Searching and FilteringAny kind of metadata can be used to search and filter your catalog images. In Part V of this tutorial we already described the basic search and filtering facilities of Lightroom, so that we will only summarize them here.
A filter by flags, ratings or labels can easily be built using the Attribute filter bar. As you can see in the next image, you can just select on the graphical user interface the values you're interested in and Lightroom will filter the contents of the currently selected folder (or collection) according to your choices.

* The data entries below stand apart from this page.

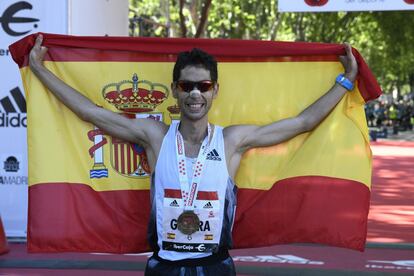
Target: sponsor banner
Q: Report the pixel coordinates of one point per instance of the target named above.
(19, 18)
(184, 247)
(343, 5)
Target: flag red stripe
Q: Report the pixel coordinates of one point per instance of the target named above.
(157, 49)
(202, 195)
(294, 210)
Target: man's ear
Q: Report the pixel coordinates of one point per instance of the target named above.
(215, 92)
(174, 90)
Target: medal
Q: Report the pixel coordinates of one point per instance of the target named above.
(188, 222)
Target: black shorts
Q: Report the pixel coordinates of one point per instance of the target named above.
(215, 266)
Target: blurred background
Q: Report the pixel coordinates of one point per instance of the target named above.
(381, 30)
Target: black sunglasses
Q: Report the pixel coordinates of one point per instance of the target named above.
(188, 86)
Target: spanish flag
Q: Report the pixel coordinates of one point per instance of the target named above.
(90, 192)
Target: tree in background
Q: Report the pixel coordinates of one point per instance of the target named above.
(385, 39)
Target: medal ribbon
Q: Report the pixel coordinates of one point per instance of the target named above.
(189, 192)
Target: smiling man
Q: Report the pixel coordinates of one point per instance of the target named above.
(193, 162)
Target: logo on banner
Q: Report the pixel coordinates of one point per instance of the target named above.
(133, 99)
(11, 164)
(316, 2)
(13, 113)
(9, 18)
(391, 265)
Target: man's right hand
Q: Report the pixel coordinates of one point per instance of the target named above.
(37, 54)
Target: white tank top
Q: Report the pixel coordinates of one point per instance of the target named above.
(212, 206)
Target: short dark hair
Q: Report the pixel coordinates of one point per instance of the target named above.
(195, 57)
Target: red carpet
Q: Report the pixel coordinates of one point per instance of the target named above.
(390, 249)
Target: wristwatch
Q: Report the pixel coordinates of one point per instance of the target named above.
(344, 82)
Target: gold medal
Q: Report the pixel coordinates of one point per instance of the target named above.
(188, 223)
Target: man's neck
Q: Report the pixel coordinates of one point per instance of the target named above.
(194, 132)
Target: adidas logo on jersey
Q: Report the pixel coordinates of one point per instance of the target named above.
(10, 116)
(174, 203)
(213, 155)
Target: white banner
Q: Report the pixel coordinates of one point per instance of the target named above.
(343, 5)
(18, 19)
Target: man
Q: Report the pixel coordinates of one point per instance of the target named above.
(181, 160)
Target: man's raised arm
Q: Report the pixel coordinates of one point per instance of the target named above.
(243, 137)
(138, 130)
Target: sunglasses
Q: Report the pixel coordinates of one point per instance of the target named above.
(188, 86)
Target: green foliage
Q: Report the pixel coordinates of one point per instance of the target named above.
(384, 39)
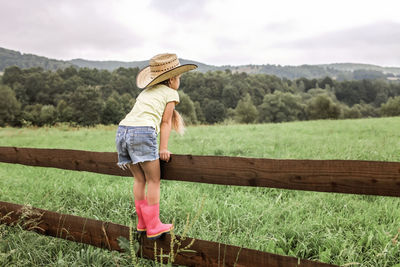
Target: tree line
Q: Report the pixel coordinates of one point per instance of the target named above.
(90, 96)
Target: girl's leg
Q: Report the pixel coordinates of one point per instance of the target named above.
(152, 173)
(139, 183)
(151, 212)
(139, 186)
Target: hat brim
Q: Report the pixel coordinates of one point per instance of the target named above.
(143, 79)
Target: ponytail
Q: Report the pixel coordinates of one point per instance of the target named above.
(177, 123)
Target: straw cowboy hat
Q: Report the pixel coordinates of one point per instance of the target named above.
(161, 68)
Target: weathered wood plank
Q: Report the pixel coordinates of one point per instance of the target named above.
(104, 235)
(339, 176)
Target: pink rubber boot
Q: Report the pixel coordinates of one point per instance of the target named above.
(151, 216)
(141, 226)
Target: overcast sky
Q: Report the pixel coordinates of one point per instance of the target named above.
(218, 32)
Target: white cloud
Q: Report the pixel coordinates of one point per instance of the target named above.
(214, 32)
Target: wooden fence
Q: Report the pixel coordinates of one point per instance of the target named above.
(355, 177)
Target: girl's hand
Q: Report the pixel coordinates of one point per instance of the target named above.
(165, 155)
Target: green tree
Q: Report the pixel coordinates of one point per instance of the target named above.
(280, 107)
(65, 113)
(48, 115)
(12, 75)
(187, 109)
(322, 107)
(199, 112)
(245, 111)
(10, 108)
(113, 111)
(391, 108)
(214, 111)
(87, 105)
(31, 114)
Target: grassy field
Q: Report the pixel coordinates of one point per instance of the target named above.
(340, 229)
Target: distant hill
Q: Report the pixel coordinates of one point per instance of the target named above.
(14, 58)
(340, 71)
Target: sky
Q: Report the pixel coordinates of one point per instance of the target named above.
(215, 32)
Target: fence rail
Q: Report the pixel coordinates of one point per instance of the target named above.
(339, 176)
(104, 235)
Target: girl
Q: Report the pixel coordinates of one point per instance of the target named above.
(154, 112)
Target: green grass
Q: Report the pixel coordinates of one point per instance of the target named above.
(333, 228)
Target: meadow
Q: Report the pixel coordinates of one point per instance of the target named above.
(342, 229)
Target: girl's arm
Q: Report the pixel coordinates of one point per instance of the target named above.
(165, 130)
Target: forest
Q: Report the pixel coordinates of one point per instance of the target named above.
(86, 97)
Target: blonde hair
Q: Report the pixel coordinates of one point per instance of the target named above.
(177, 123)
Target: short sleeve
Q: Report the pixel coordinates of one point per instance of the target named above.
(172, 95)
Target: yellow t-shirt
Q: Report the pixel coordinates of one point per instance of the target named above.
(149, 106)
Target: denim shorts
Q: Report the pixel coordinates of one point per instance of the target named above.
(136, 144)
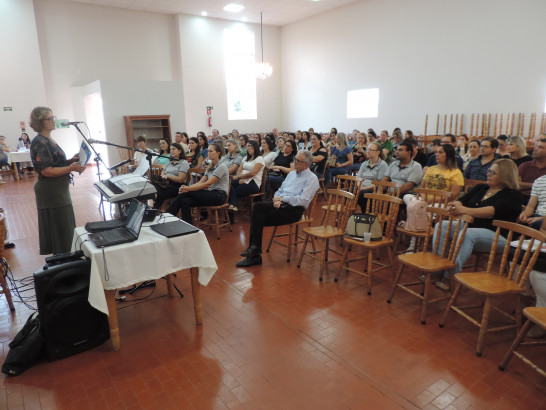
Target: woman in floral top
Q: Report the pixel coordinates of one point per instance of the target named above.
(56, 220)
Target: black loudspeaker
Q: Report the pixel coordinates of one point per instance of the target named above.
(69, 323)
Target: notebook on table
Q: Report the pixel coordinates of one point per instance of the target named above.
(125, 234)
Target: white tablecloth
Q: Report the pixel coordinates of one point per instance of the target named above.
(151, 257)
(19, 156)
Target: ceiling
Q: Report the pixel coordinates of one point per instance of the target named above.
(275, 12)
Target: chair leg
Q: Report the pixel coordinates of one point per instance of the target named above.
(519, 338)
(451, 302)
(303, 250)
(395, 283)
(483, 326)
(343, 258)
(271, 239)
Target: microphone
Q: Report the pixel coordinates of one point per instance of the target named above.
(67, 123)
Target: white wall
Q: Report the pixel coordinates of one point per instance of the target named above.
(21, 79)
(83, 43)
(425, 56)
(204, 77)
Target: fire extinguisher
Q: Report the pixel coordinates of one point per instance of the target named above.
(209, 115)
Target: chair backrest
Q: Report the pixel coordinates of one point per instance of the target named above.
(434, 196)
(386, 187)
(386, 208)
(529, 245)
(349, 183)
(340, 206)
(451, 246)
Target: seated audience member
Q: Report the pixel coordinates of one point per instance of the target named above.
(248, 179)
(243, 141)
(359, 153)
(343, 155)
(473, 152)
(373, 169)
(534, 212)
(282, 165)
(531, 170)
(172, 177)
(268, 150)
(165, 151)
(141, 145)
(498, 199)
(387, 146)
(232, 159)
(320, 156)
(182, 139)
(517, 150)
(288, 205)
(211, 190)
(404, 171)
(502, 150)
(477, 168)
(203, 144)
(194, 157)
(447, 139)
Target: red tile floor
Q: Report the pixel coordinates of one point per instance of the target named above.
(273, 337)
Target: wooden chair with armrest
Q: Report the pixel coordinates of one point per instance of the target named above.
(442, 257)
(535, 316)
(340, 206)
(294, 237)
(3, 265)
(387, 208)
(497, 282)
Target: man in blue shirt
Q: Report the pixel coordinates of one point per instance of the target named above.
(289, 203)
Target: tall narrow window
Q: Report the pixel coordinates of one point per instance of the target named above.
(363, 103)
(239, 62)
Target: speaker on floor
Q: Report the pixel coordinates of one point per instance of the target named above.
(69, 323)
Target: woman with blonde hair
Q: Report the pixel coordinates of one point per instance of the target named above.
(517, 149)
(499, 198)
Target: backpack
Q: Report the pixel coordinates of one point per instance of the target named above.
(417, 216)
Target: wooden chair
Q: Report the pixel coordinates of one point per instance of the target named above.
(387, 211)
(216, 214)
(347, 183)
(534, 315)
(503, 282)
(294, 237)
(442, 257)
(3, 283)
(340, 205)
(432, 196)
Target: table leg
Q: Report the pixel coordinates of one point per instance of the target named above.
(15, 172)
(112, 318)
(196, 292)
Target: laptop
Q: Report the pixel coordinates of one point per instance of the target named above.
(127, 233)
(174, 228)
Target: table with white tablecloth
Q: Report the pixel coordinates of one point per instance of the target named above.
(18, 156)
(151, 257)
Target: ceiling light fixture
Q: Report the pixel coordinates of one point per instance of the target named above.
(263, 70)
(234, 8)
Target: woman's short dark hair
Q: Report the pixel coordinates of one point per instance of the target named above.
(179, 148)
(451, 160)
(270, 143)
(256, 150)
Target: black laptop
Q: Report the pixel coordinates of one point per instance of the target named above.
(127, 233)
(174, 228)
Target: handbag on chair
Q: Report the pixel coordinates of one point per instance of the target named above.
(358, 224)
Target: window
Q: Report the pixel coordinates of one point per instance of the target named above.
(239, 62)
(363, 103)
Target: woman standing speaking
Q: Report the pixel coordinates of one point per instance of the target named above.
(56, 220)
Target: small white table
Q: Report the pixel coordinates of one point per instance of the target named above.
(151, 257)
(17, 156)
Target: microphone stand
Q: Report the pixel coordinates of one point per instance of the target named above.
(98, 159)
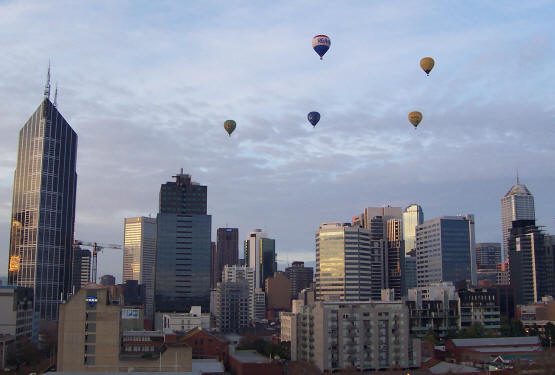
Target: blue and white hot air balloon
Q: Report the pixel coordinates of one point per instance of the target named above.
(321, 44)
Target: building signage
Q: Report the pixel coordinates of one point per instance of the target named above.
(130, 313)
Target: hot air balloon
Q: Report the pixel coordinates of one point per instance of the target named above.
(321, 44)
(313, 118)
(427, 64)
(415, 118)
(229, 126)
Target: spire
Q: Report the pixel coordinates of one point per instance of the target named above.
(47, 87)
(56, 95)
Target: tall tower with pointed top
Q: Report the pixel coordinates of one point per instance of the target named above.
(43, 208)
(517, 204)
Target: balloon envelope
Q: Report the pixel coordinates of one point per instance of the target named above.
(229, 126)
(321, 44)
(313, 118)
(427, 64)
(415, 118)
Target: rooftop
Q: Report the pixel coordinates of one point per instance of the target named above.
(498, 341)
(518, 189)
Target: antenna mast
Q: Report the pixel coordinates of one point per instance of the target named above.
(47, 87)
(56, 95)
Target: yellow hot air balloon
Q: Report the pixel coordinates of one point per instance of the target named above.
(427, 64)
(415, 118)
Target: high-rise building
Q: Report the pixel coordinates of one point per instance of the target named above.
(446, 250)
(360, 335)
(300, 277)
(260, 254)
(348, 263)
(226, 252)
(183, 244)
(385, 224)
(517, 204)
(139, 256)
(81, 268)
(412, 217)
(530, 262)
(43, 208)
(488, 255)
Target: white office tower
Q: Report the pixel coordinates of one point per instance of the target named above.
(348, 264)
(139, 256)
(257, 298)
(412, 217)
(517, 204)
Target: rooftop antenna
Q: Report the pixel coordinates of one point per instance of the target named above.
(56, 95)
(47, 87)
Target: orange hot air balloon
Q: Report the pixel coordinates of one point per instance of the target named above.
(415, 118)
(427, 64)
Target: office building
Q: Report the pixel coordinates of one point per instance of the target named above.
(260, 254)
(386, 224)
(433, 308)
(278, 292)
(366, 336)
(183, 246)
(301, 277)
(139, 256)
(517, 204)
(412, 217)
(81, 268)
(92, 337)
(530, 262)
(17, 317)
(226, 251)
(488, 255)
(43, 208)
(446, 250)
(107, 280)
(232, 300)
(348, 263)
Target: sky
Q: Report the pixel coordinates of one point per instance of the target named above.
(147, 87)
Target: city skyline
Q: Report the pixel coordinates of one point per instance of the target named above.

If you want to filter using keywords, you can use multiple techniques. The first is using a Metadata filter. You can configure a Keyword column for such a filter and select the keywords you want to filter with. In the following image you can see how Lightroom intelligently makes things easy including only used keywords in the currently selected folder (or collection).
|Metadata Filter (stacked with a Text Filter)|
Another way to search using a keyword is using a Text search. You can either freely search on every searchable field or narrowing the choice specifying the field you want to look for (as seen in the following images).
|Text Filter - Searchable Field|
The last method you can use to filter for a specific keyword is using the Keyword List panel to build a quick filter. When you hover a keyword with your mouse, a small arrow appears on the right of the keyword record, as highlighted in red in the following image. Pressing the arrow control makes Lightroom create a Metadata filter using the selected keyword. If you need to filter with just one keyword, this method is probably the quickest one.
Filters can also be stacked together to build even more complex search queries, mixing and matching criteria built onto any metadata field that Lightroom manages:
|Multiple Filters Stacked Together|
ConclusionsAs we've seen, Lightroom provides excellent management capabilities and you can keep your catalog perfectly organized with very little effort. The point of an image management database is just this: making your ever growing catalog manageable. There would be no point in storing thousands of images if you couldn't effectively use the tool to quickly retrieve what you're looking for.
Some photographers start to use this kind of tools without realising their real potential nor the issues they'll start experiencing when their catalogs overgrows a set of few hundreds images. Lightroom, furthermore, is an excellent tool to develop your RAW files and it's easy to forget about it being a catalog manager as well.
That's why is very important to learn about these feature soon and start applying them to your regular workflow. The sooner, the better.
Protect Your PrivacyI want to stress once more how Lightroom can help you protect sensitive data (keywords and location information) so that you don't accidentally publish them.
Protecting the location information is probably easier because, even if geolocation data is often added automatically and you may forget about it, Lightroom gives a simple solution to this problem: just create a private location specifying its centre and its radius and just forget about it.
In the case of keywords, marking them as not exportable is up to you and you may easily forget, especially if you get used to creating them automatically from the Keywording panel. Lightroom, furthermore, does not separately manage subject names as other tools do and this fact induces users to define a keyword hierarchy for it. If you forget to configure each and every keyword according to your needs, private data may unexpectedly leak.